A friend of mine gave me this quiz: Where does this sum converge to? $$\sum\limits_{n=1}^{\infty}{\frac{2^{2^{n-1}}}{2^{2^n}-1}}$$ $a_1=\frac{2}{3} , a_2=\frac{4}{15}, a_3=\frac{16}{255},...$and $S_1=\frac{2}{3}, S_2=\frac{14}{15} , S_3=\frac{254}{255}, ...$ So I thought that this sum will converge to 1.
Let $$2^{2^{n-1}}=A_n, a_n=\frac{A_n}{A_n^2-1}=\frac{1}{2}\left(\frac{1}{A_n+1}+\frac{1}{A_n-1}\right)$$ Since $A_n = A_{n-1}^2$, I thought that this could lead to finding the partial sum of the series. I could prove that $$S_n=1-\frac{1}{A_n^2-1}$$by mathematical induction, but I want to know whether my method can be useful for finding $S_n$ from scratch.
So my question is : Is there a way to find $S_n$ from scratch??

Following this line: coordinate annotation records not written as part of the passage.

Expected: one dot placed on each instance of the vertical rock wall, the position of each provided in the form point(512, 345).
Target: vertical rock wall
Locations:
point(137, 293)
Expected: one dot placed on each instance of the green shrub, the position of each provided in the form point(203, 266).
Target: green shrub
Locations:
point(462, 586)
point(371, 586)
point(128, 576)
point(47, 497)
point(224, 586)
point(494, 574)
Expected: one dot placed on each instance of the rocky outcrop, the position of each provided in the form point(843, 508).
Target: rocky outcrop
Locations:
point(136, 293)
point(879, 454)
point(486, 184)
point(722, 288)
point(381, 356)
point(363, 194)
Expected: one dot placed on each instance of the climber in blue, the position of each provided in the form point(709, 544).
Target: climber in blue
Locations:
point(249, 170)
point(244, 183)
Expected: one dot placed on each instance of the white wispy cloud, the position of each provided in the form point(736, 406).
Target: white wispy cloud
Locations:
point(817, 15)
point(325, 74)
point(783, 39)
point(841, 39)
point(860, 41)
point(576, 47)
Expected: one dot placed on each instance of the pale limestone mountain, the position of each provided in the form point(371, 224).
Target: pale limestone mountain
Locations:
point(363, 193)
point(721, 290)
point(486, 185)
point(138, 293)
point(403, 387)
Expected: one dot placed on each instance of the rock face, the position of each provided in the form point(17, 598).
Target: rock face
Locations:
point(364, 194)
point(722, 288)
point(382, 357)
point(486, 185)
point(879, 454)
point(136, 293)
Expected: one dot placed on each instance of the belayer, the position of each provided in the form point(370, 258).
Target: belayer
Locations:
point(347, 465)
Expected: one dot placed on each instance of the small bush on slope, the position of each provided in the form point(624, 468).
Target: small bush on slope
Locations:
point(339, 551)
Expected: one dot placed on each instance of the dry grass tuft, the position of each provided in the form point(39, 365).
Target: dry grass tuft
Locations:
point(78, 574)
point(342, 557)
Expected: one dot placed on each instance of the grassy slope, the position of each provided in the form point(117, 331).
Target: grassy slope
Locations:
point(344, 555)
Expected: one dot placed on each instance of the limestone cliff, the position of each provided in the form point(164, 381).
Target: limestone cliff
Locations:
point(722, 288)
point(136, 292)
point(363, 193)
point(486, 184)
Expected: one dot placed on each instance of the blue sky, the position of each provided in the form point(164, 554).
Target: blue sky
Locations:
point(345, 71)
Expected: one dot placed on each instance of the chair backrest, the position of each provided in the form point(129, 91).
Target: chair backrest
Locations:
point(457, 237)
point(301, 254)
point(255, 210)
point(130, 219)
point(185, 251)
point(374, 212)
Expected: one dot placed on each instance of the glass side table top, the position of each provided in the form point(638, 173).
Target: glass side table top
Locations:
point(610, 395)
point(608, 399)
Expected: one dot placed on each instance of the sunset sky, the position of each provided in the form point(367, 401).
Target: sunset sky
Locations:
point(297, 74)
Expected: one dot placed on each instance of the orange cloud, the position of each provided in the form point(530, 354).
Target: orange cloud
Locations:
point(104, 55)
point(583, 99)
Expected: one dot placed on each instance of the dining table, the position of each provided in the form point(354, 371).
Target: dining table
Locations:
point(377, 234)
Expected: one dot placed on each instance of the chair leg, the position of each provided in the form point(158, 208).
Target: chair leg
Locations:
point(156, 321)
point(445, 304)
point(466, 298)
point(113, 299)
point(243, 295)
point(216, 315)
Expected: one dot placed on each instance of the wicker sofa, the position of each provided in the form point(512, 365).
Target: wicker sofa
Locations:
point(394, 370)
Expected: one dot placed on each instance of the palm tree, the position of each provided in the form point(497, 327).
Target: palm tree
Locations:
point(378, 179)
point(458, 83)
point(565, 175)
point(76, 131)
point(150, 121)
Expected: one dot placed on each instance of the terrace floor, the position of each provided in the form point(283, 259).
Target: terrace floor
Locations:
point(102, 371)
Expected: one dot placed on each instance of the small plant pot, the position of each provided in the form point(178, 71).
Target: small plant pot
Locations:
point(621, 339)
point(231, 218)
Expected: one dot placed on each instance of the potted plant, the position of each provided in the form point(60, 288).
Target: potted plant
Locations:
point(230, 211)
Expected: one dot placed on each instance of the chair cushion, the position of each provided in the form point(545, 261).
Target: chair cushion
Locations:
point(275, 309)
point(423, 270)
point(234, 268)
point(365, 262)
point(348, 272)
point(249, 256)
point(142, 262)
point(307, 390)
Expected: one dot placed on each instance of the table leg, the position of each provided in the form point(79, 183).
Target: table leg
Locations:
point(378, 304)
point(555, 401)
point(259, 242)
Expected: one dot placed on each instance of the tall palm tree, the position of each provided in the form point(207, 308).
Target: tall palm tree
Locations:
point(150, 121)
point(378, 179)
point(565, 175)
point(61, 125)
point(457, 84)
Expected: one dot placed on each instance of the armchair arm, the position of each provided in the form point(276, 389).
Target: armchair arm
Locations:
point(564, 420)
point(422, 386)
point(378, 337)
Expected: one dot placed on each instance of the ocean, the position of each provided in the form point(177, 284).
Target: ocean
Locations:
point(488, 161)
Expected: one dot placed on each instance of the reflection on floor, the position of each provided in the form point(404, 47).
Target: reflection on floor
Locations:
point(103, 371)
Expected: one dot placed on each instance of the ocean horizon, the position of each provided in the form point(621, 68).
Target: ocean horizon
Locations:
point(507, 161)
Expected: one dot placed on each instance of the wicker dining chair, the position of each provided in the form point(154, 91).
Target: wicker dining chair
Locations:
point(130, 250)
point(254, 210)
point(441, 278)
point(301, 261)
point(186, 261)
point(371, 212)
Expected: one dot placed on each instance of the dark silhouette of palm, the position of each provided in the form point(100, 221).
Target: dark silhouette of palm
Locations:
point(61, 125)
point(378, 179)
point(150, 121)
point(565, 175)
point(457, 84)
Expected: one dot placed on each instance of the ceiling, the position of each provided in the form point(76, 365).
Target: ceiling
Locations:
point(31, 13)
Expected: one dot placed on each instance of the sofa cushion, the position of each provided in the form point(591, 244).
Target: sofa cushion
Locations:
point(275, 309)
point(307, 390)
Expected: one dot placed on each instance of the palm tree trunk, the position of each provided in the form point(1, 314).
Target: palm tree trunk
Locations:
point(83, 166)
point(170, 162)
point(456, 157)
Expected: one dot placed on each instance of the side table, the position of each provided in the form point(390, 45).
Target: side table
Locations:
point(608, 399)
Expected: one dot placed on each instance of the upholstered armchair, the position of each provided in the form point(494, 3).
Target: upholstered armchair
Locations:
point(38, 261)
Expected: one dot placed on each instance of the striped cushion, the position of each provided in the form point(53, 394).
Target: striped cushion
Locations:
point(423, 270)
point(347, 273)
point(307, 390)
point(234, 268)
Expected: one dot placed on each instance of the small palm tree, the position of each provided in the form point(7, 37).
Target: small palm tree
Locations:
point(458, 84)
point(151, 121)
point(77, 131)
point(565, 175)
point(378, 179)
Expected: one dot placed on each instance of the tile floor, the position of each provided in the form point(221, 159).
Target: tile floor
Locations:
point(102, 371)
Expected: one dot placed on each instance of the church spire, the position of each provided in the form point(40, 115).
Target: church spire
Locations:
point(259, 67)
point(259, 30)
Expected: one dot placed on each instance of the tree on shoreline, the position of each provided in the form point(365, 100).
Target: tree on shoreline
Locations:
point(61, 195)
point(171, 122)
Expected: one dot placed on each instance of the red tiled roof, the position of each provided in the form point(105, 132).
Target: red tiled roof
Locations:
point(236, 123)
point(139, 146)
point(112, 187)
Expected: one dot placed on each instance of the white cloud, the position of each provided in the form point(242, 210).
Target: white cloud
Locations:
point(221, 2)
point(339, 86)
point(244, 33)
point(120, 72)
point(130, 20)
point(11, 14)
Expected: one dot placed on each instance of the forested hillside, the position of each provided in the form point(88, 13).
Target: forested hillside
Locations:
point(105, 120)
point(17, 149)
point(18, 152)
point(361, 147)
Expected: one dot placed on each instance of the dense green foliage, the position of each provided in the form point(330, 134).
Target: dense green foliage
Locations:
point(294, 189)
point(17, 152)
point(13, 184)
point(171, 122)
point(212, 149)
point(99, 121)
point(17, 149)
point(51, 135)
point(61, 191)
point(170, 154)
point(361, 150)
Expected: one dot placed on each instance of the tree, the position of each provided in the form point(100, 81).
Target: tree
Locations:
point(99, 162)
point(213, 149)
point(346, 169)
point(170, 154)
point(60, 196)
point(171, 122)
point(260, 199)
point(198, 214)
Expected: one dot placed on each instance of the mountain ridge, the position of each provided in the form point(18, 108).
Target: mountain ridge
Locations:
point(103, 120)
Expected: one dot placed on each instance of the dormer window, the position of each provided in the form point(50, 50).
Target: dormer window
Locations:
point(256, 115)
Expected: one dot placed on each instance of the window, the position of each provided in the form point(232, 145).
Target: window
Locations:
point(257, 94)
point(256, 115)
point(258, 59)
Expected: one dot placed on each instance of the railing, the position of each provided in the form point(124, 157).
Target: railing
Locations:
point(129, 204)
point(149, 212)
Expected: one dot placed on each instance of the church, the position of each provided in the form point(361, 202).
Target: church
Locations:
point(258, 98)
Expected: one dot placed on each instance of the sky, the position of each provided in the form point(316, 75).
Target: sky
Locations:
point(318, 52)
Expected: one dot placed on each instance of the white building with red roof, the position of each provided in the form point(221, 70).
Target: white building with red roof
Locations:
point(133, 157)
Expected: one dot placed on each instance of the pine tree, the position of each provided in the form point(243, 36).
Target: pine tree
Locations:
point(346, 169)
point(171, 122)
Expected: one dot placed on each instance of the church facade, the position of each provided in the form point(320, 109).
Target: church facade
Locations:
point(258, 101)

Also, I found that $$a_n=\frac{\frac{1}{A_n}}{1-\frac{1}{A_n^2}}=\sum_{n=1}^{\infty}{\frac{1}{A_n^{2n-1}}}=\frac{1}{2^{1\cdot2^{n-1}}}+\frac{1}{2^{3\cdot 2^{n-1}}}+\frac{1}{2^{5\cdot 2^{n-1}}}+....\\ \therefore \sum_{n=1}^\infty {a_n}=\frac{1}{2^{1\cdot 2^{0}}}+\frac{1}{2^{3\cdot 2^{0}}}+\frac{1}{2^{5\cdot 2^{0}}}+...\\ +\frac{1}{2^{1\cdot 2^{1}}}+\frac{1}{2^{3\cdot 2^{1}}}+\frac{1}{2^{5\cdot 2^{1}}}+...\\ +\frac{1}{2^{1\cdot 2^{2}}}+\frac{1}{2^{3\cdot 2^{2}}}+\frac{1}{2^{5\cdot 2^{2}}}+... \\ =\sum_{n=1}^{\infty}{2^{-n}}=1$$
Is this a valid way? I used the Riemann series theorem to rearrange them.